İsset nehri barajından uzak olmayan bir yerde, refakatçim dikkatimi, sıradan görünümlü, oldukça genç bir adamın, bir delikanlının üzerine yöneltti. Genç adamın dış görünüşü, ilk bakışta göze batmıyordu: Orta boylu, ince ve dik duruşluydu. Sık, dalgalı siyah saçı, hafifçe arkaya itilmiş şapkasının altından diken gibi dışarıya çıkıyordu. Cılız bir gövdeyi, sade, siyah bir Rus mintanı sarmalıyordu. Ceket omuza atılmıştı, sakin görünümlü gövdeden delikanlı coşkunluk fışkırıyordu. Giymiş olduğu herşey eski, ama temiz ve tertipliydi.
Genel izlenim iyiydi. Ama o ne kadar da gençti! Çokça konuşulan Yoldaş Andrey bu muydu? Refakatçime soru dolu gözlerle baktım. Sessiz ve ancak farkedilebilir bir şekilde başını büktü, kolumu bıraktı, adımlarını yavaşlattı ve geri kaldı...

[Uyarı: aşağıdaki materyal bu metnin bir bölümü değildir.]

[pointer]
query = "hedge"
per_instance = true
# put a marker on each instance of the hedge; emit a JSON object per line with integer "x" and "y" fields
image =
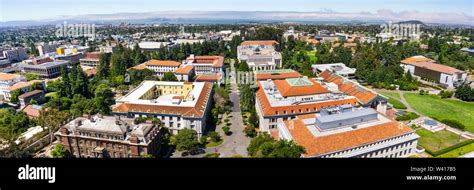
{"x": 447, "y": 149}
{"x": 453, "y": 123}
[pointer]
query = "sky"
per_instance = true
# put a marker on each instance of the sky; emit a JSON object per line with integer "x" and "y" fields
{"x": 14, "y": 10}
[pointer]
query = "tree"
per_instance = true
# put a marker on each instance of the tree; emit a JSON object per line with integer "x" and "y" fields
{"x": 31, "y": 76}
{"x": 13, "y": 123}
{"x": 226, "y": 130}
{"x": 250, "y": 131}
{"x": 169, "y": 76}
{"x": 122, "y": 89}
{"x": 37, "y": 86}
{"x": 103, "y": 70}
{"x": 53, "y": 119}
{"x": 60, "y": 151}
{"x": 465, "y": 93}
{"x": 15, "y": 94}
{"x": 243, "y": 66}
{"x": 185, "y": 140}
{"x": 214, "y": 136}
{"x": 65, "y": 90}
{"x": 137, "y": 76}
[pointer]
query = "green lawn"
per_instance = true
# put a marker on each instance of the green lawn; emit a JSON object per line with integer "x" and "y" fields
{"x": 458, "y": 152}
{"x": 439, "y": 109}
{"x": 312, "y": 56}
{"x": 213, "y": 144}
{"x": 437, "y": 141}
{"x": 394, "y": 99}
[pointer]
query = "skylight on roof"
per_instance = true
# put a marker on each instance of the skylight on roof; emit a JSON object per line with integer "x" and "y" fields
{"x": 302, "y": 81}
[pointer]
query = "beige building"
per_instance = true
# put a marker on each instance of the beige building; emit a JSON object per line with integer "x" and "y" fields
{"x": 260, "y": 55}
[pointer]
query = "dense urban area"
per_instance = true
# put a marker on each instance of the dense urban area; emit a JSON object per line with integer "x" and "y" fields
{"x": 263, "y": 90}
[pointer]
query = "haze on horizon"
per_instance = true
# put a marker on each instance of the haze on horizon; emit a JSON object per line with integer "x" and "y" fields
{"x": 448, "y": 11}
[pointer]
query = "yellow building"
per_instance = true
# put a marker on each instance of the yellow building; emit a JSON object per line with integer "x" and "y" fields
{"x": 60, "y": 51}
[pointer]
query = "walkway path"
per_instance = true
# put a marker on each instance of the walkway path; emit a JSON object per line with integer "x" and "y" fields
{"x": 235, "y": 144}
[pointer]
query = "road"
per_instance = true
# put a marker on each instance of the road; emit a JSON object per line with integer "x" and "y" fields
{"x": 236, "y": 143}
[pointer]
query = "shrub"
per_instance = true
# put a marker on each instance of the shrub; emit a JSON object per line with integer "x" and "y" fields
{"x": 454, "y": 123}
{"x": 215, "y": 137}
{"x": 226, "y": 130}
{"x": 250, "y": 131}
{"x": 447, "y": 149}
{"x": 408, "y": 116}
{"x": 446, "y": 94}
{"x": 423, "y": 92}
{"x": 139, "y": 120}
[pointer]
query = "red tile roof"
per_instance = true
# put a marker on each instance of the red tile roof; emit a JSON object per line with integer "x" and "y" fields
{"x": 7, "y": 76}
{"x": 287, "y": 90}
{"x": 23, "y": 85}
{"x": 184, "y": 69}
{"x": 268, "y": 110}
{"x": 163, "y": 63}
{"x": 430, "y": 65}
{"x": 216, "y": 61}
{"x": 205, "y": 77}
{"x": 344, "y": 140}
{"x": 261, "y": 42}
{"x": 139, "y": 67}
{"x": 281, "y": 75}
{"x": 197, "y": 111}
{"x": 92, "y": 55}
{"x": 363, "y": 94}
{"x": 31, "y": 111}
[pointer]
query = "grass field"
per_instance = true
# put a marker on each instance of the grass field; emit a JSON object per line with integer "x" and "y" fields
{"x": 312, "y": 56}
{"x": 394, "y": 99}
{"x": 458, "y": 151}
{"x": 439, "y": 140}
{"x": 437, "y": 108}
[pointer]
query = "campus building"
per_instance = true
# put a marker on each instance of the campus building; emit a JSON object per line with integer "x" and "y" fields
{"x": 6, "y": 93}
{"x": 6, "y": 82}
{"x": 428, "y": 69}
{"x": 260, "y": 55}
{"x": 348, "y": 132}
{"x": 207, "y": 68}
{"x": 178, "y": 105}
{"x": 109, "y": 137}
{"x": 284, "y": 98}
{"x": 15, "y": 54}
{"x": 338, "y": 68}
{"x": 47, "y": 70}
{"x": 90, "y": 59}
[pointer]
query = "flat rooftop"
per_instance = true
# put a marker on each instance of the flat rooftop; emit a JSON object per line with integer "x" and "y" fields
{"x": 339, "y": 68}
{"x": 135, "y": 96}
{"x": 305, "y": 132}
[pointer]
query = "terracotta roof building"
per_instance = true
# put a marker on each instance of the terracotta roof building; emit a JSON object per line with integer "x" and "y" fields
{"x": 365, "y": 96}
{"x": 90, "y": 59}
{"x": 159, "y": 99}
{"x": 260, "y": 55}
{"x": 276, "y": 74}
{"x": 345, "y": 131}
{"x": 207, "y": 68}
{"x": 426, "y": 68}
{"x": 6, "y": 82}
{"x": 284, "y": 99}
{"x": 5, "y": 94}
{"x": 109, "y": 137}
{"x": 161, "y": 67}
{"x": 279, "y": 100}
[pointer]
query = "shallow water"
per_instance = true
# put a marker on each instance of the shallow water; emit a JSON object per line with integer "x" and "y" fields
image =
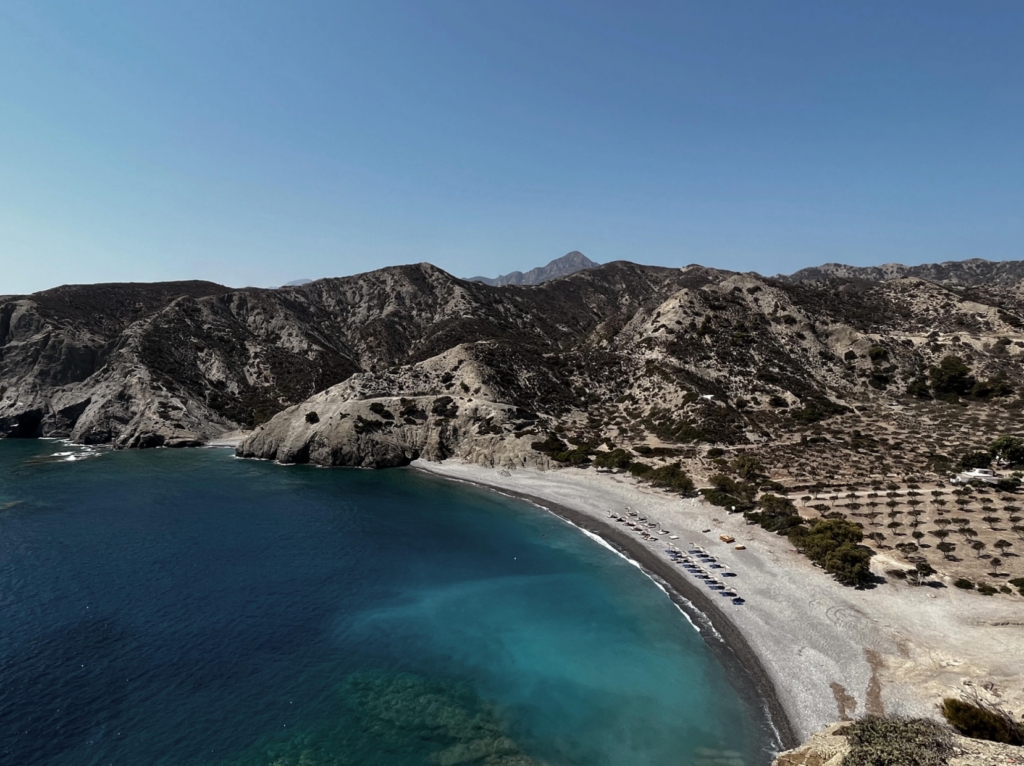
{"x": 187, "y": 607}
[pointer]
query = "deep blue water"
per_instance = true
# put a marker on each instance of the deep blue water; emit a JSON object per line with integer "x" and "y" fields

Konuşmamız, sanki eskiden beri ve iyi tanıyormuşuz gibi canlı ve doğal oldu. Andrey'in sesi oldukça büyüleyici; derin ve yumuşak, bas bir sesti. Bu ses, önce, onun cılız gövdesine hiç de uymuyor gözüküyordu. Ama birkaç dakika sonra izlenimin tutarsızlığı kayboldu; evet, bu insan başka türlü konuşamazdı!